Augmented Change Point Detection in Process Mining by Incorporating Time, Data, and Resource Information
MSc Thesis Project
Title: Augmented Change Point Detection in Process Mining by Incorporating Time, Data, and Resource Information
Author: Jan Niklas Adams
1st examiner: Prof. Dr. Thomas Rose
2nd examiner: Prof.Dr.ir Wil M.P. van der Aalst
The analysis of business processes can yield huge benefits to corporations, potentially saving high amounts of money and increasing the customer satisfaction. Since significant changes in a business process often have an impact on either the cost or the customer satisfaction, it is beneficial to detect the changes and uncover the underlying cause-effect relationships.

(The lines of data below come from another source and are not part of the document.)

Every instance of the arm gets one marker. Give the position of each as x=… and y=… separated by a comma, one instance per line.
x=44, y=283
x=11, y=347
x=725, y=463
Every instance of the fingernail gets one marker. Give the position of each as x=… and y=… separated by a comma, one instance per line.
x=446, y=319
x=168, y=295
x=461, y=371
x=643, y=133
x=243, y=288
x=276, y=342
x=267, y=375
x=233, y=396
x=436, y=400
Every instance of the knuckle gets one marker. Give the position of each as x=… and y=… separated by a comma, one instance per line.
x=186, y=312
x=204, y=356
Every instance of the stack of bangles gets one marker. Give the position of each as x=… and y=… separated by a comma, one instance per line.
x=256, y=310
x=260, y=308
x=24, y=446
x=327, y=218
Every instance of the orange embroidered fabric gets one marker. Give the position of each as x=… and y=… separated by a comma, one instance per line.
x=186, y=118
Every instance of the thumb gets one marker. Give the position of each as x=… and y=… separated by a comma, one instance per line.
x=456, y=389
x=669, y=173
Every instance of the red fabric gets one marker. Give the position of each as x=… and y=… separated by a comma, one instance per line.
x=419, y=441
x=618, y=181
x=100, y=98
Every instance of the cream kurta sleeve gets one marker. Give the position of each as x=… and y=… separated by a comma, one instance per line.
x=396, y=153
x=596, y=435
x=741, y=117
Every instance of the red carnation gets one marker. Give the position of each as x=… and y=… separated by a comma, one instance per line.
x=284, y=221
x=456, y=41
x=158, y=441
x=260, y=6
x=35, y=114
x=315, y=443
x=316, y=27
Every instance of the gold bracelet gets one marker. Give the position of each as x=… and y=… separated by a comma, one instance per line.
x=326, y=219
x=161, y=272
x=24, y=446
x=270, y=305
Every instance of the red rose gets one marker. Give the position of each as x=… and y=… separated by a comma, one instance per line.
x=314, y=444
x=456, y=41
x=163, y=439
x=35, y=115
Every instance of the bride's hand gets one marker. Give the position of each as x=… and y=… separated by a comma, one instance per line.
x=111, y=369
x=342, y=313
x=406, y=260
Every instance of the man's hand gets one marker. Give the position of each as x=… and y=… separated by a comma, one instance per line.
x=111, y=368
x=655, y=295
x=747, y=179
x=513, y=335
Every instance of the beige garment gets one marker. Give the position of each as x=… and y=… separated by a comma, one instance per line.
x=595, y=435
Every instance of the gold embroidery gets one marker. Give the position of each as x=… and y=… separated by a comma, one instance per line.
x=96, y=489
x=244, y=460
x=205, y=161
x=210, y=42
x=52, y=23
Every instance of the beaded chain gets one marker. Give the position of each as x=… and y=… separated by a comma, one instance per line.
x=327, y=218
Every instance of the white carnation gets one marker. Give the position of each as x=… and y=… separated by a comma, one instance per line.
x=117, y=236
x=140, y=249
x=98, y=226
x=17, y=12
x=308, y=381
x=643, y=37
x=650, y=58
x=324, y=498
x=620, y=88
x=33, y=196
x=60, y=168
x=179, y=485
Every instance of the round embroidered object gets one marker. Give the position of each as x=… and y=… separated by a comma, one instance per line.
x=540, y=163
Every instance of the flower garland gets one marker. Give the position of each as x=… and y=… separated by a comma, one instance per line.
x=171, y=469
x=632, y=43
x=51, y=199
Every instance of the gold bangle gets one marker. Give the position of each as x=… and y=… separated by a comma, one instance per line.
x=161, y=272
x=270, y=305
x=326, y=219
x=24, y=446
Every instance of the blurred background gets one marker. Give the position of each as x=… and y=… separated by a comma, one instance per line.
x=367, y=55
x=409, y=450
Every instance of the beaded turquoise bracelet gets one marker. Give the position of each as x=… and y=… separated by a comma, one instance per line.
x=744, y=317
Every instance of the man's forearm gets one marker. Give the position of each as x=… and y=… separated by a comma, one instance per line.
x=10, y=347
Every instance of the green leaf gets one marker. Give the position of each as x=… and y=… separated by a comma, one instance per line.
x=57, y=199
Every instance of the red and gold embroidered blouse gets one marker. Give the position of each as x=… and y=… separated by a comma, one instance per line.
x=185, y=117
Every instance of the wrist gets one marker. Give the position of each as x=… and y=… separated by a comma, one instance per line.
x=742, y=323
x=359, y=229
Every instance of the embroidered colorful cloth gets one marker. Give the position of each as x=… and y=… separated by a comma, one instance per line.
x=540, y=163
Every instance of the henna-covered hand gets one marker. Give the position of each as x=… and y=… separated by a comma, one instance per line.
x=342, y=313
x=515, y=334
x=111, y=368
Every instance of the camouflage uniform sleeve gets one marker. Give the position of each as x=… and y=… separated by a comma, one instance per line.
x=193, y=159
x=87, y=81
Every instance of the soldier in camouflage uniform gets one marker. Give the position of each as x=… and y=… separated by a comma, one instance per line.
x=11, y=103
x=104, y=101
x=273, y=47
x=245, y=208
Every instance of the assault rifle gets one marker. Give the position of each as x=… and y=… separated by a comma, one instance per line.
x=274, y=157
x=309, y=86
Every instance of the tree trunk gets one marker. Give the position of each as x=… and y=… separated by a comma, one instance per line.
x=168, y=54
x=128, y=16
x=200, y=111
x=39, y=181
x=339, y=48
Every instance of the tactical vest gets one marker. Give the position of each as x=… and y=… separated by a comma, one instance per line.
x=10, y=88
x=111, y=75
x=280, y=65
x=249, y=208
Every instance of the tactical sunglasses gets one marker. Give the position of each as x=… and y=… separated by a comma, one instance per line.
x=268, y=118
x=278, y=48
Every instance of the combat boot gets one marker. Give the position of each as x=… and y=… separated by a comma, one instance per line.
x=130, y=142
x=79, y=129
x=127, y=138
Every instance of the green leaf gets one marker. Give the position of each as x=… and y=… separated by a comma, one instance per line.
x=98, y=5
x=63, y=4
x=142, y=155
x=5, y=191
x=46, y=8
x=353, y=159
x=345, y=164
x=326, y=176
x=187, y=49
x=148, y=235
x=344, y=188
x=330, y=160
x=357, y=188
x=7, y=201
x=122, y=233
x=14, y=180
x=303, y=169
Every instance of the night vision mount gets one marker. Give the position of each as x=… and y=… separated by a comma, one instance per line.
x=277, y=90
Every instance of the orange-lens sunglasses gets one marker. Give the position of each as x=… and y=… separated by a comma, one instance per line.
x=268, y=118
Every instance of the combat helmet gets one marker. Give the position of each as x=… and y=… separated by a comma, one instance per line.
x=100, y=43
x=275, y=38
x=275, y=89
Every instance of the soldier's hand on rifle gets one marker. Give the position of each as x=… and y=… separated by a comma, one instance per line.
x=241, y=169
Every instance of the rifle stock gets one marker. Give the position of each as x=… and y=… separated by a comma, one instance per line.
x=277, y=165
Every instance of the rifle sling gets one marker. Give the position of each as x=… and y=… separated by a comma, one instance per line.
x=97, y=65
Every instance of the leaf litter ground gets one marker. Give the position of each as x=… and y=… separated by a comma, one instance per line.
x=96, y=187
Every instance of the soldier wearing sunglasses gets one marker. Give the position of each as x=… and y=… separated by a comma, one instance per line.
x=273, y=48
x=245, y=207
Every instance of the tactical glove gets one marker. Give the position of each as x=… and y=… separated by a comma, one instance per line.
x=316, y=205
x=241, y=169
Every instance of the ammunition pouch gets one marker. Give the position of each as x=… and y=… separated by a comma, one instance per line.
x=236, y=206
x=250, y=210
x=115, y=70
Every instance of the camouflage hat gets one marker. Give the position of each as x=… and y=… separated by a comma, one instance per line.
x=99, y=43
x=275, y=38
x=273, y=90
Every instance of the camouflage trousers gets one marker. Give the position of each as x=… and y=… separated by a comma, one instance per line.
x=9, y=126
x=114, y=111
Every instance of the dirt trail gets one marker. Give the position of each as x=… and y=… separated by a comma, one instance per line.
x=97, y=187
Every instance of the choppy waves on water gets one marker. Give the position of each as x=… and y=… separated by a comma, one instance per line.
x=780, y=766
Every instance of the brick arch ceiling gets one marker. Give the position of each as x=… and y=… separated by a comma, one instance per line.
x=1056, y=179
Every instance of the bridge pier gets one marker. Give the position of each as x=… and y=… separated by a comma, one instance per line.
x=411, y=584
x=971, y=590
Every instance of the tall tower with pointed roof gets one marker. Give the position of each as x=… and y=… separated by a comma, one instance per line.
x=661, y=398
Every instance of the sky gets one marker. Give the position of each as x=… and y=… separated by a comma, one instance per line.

This knowledge can help to improve the process and predict the future behaviour of the process. In this thesis, we therefore propose a framework, that searches for concept drifts in different perspectives of a business process and tests, whether a cause effect relationship between these drifts is present. We define methods for transforming an event log into a time series representation of different process perspectives, detecting change points in this time series and testing for cause-effect relationships. We evaluate this framework using a synthetic event log and a real-life event log, that both contain cause-effect relationships between different perspectives. We can demonstrate, that our framework can indeed uncover cause-effect relationships and provide recommendations for the user of this framework.